En un contexto político marcado por la polarización y el debate sobre la representación de los pueblos indígenas, el candidato de izquierda Roberto Sánchez ha expresado su preocupación por lo que considera un intento de desconocer la voluntad de las comunidades aimara y quechua en Perú. Durante una reciente visita a la región andina de Huancavelica, Sánchez enfatizó la importancia de respetar el voto de su electorado, que ha mostrado su apoyo a su candidatura en las elecciones presidenciales.

Sánchez, quien actualmente ocupa el segundo lugar en las preferencias electorales, ha manifestado su compromiso con las comunidades originarias y su intención de construir un país más inclusivo. En este sentido, el candidato de Juntos por el Perú (JP) subrayó que su movimiento busca erradicar la discriminación y promover un proyecto de país que refleje la diversidad cultural del Perú. "No queremos que ningún peruano ni peruana sea discriminado", aseguró, poniendo de relieve la necesidad de una nueva Constitución que reconozca a Perú como un Estado plurinacional.
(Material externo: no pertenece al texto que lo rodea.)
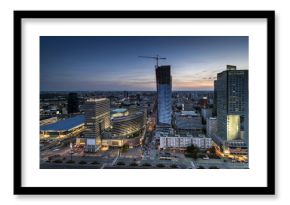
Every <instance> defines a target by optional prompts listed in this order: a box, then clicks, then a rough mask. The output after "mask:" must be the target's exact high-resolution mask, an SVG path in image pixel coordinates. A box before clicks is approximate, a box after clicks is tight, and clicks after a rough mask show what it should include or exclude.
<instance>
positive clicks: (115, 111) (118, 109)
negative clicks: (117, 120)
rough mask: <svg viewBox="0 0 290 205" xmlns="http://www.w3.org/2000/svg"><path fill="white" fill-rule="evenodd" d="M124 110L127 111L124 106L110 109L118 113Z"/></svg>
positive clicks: (120, 112) (126, 109) (121, 111)
mask: <svg viewBox="0 0 290 205" xmlns="http://www.w3.org/2000/svg"><path fill="white" fill-rule="evenodd" d="M126 111H127V109H126V108H117V109H114V110H112V112H118V113H122V112H126Z"/></svg>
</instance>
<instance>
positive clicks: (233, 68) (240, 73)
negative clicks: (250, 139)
mask: <svg viewBox="0 0 290 205" xmlns="http://www.w3.org/2000/svg"><path fill="white" fill-rule="evenodd" d="M215 92H216V106H217V130H218V135H219V136H220V137H221V138H222V139H223V140H225V141H230V140H238V139H243V140H244V141H245V142H246V143H247V144H248V132H249V130H248V117H249V114H248V112H249V108H248V107H249V102H248V70H237V69H236V66H232V65H227V70H225V71H223V72H221V73H218V75H217V80H216V82H215Z"/></svg>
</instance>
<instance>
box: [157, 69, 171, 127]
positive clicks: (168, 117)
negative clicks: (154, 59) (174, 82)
mask: <svg viewBox="0 0 290 205" xmlns="http://www.w3.org/2000/svg"><path fill="white" fill-rule="evenodd" d="M155 71H156V83H157V124H159V125H164V124H165V125H171V112H172V108H171V95H172V82H171V81H172V79H171V74H170V66H158V67H157V68H156V70H155Z"/></svg>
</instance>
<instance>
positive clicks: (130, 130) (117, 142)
mask: <svg viewBox="0 0 290 205" xmlns="http://www.w3.org/2000/svg"><path fill="white" fill-rule="evenodd" d="M146 116H147V113H146V110H138V111H131V110H130V111H129V114H128V115H126V116H121V117H112V118H111V128H110V129H108V130H106V131H105V132H104V133H103V135H102V146H103V147H122V146H124V145H129V146H130V147H135V146H139V145H140V144H141V141H142V138H143V137H144V134H145V132H144V131H145V127H146V119H147V118H146Z"/></svg>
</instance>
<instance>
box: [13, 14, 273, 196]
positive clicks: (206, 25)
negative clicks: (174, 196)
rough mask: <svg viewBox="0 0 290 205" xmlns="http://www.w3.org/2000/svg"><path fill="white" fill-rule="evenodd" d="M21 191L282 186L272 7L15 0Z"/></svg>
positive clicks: (14, 173) (15, 55) (16, 88)
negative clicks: (154, 4) (110, 8)
mask: <svg viewBox="0 0 290 205" xmlns="http://www.w3.org/2000/svg"><path fill="white" fill-rule="evenodd" d="M14 194H74V195H75V194H96V195H109V194H127V195H129V194H130V195H133V194H138V195H144V194H148V195H175V194H176V195H177V194H178V195H181V194H183V195H185V194H187V195H197V194H198V195H205V194H224V195H226V194H235V195H241V194H247V195H252V194H263V195H265V194H267V195H270V194H271V195H273V194H275V12H274V11H14Z"/></svg>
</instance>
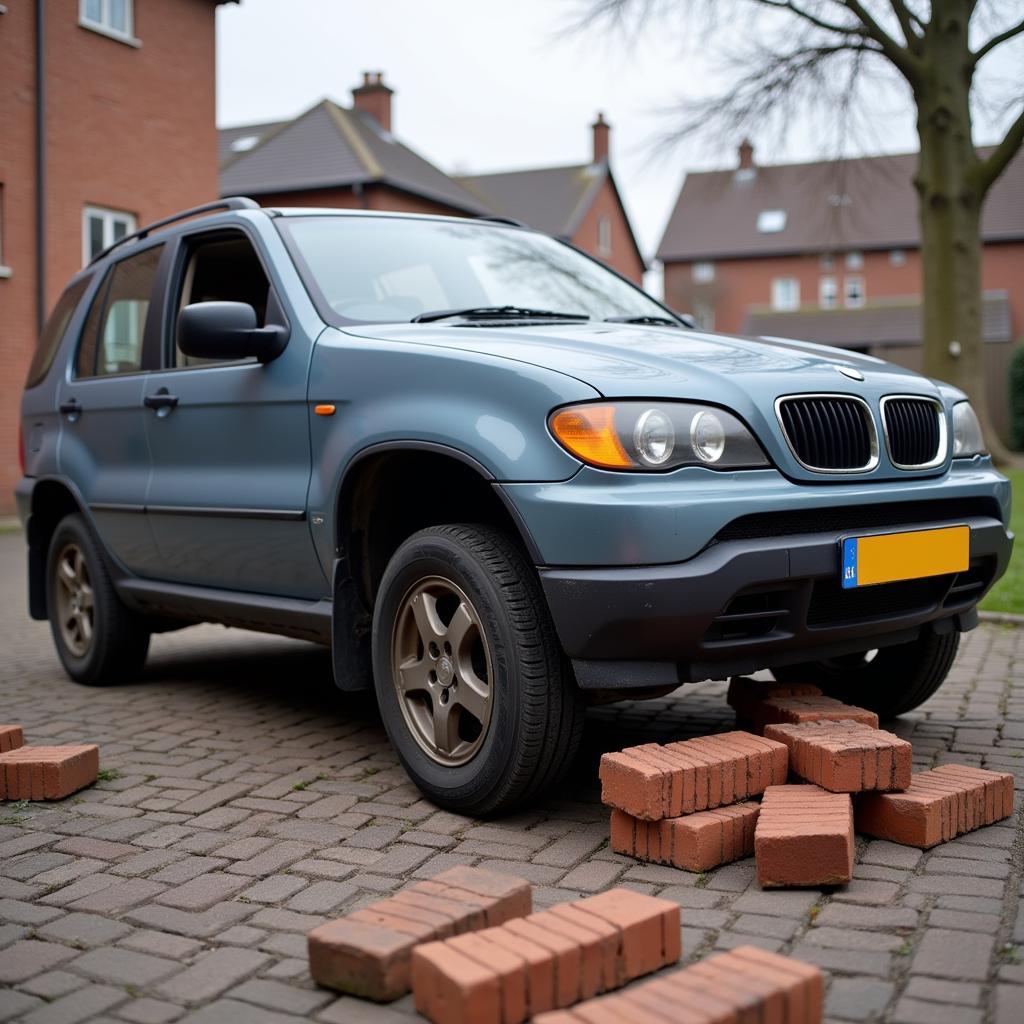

La contienda electoral se ha intensificado con la denuncia de fraude por parte de Rafael López Aliaga, un candidato ultranacionalista que, sin aportar evidencia concreta, ha exigido la anulación de los resultados o la convocatoria a un sufragio complementario en Lima. Con el 94,97% de los votos contabilizados, la situación se presenta tensa, ya que Keiko Fujimori lidera con un 17,05%, seguida de cerca por Sánchez con un 12,04% y López Aliaga con un 11,89%, lo que refleja un escenario altamente competitivo y polarizado.

Durante su discurso en Huancavelica, Sánchez hizo hincapié en la importancia de la justicia social y la reparación histórica para los mártires del sur del Perú, en alusión a las víctimas de las manifestaciones ocurridas tras la destitución del expresidente Pedro Castillo en diciembre de 2022. Este tema ha resonado profundamente en muchas comunidades que sienten que sus voces han sido sistemáticamente silenciadas. El candidato prometió no descansar hasta que se haga justicia por aquellos que perdieron la vida en estas protestas, lo que podría ser un punto crucial en su campaña.

Además, Sánchez se comprometió a implementar una segunda reforma agraria, apuntando a una redistribución más equitativa de la riqueza en el país. Este tipo de propuestas económicas son claves para su plataforma, ya que abordan las necesidades de las comunidades rurales y campesinas que han sido históricamente marginadas en la política peruana. La idea de refundar la república y fortalecer la identidad cultural se ha convertido en un eje central de su campaña, en un país donde la diversidad cultural es un rasgo distintivo.

El respaldo de Sánchez en Huancavelica se evidenció por la presencia de figuras clave en su campaña, como José Castillo, hermano del expresidente encarcelado, y Brígida Curo, quien se postula como segunda vicepresidenta en su fórmula. Las visitas de Sánchez a diferentes localidades del país son parte de un esfuerzo mayor por agradecer y fortalecer el vínculo con sus votantes, un aspecto crucial en el actual clima electoral.

A medida que se acercan las elecciones, la tensión entre los distintos candidatos se vuelve palpable, y la defensa de los derechos de los pueblos indígenas por parte de Sánchez cobra relevancia. La manera en que los electores reciban estas propuestas podría determinar el rumbo político del país en los próximos años, en un contexto donde la búsqueda de inclusión y justicia social se vuelve cada vez más urgente.